Natanjahu und sein Spezi Trump

Diese sunnitischen Staaten mögen zwar eigentlich mehr an einer Kooperation mit den Israelis interessiert sein als an den Palästinensern – schon um die expandierende Hegemonialmacht Iran in Schach zu halten. Aber Jerusalem, von dessen heiligem Felsplateau der Prophet Mohammed seine nächtliche Himmelsreise angetreten haben soll, kann die islamische Welt nicht ignorieren. Und das dürfte auch Teheran propagandistisch ausschlachten.

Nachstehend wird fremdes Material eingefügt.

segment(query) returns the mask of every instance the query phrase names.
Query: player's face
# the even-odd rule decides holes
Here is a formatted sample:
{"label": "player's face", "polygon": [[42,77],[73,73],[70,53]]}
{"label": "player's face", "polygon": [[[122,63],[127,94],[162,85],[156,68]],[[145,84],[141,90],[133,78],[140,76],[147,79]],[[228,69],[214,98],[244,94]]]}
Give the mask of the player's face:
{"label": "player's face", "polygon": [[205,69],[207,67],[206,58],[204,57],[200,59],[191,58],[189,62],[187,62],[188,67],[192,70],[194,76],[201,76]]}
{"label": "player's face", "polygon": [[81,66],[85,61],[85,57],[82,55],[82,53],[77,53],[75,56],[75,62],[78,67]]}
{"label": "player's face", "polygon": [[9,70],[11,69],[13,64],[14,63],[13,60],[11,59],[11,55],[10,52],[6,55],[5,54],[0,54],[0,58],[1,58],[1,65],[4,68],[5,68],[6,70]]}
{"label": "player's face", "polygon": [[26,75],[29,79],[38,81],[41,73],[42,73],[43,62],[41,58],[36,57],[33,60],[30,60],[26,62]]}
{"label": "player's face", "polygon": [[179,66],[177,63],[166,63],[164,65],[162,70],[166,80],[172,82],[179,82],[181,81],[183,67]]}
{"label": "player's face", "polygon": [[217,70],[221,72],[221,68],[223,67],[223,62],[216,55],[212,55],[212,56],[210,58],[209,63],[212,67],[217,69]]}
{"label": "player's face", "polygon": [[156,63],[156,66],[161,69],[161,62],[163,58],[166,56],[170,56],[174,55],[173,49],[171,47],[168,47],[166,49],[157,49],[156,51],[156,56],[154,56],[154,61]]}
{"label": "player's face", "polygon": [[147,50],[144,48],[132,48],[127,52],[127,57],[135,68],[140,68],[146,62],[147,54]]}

Dennoch kommen Netanjahu die Jerusalem-Bekenntnisse seines Spezis Donald Trump gerade recht. Sie sind ihm quasi der einzige Lichtblick in diesen Tagen, in denen der Premier immer tiefer in den Morast diverser Korruptionsvorwürfe gesackt ist. Ein Geschenk aus dem Weißen Haus, das sich im Gegensatz zu den von reichen Gönnern bezogenen Champagnerkisten und teuren Zigarren als strahlender Erfolg präsentieren lässt.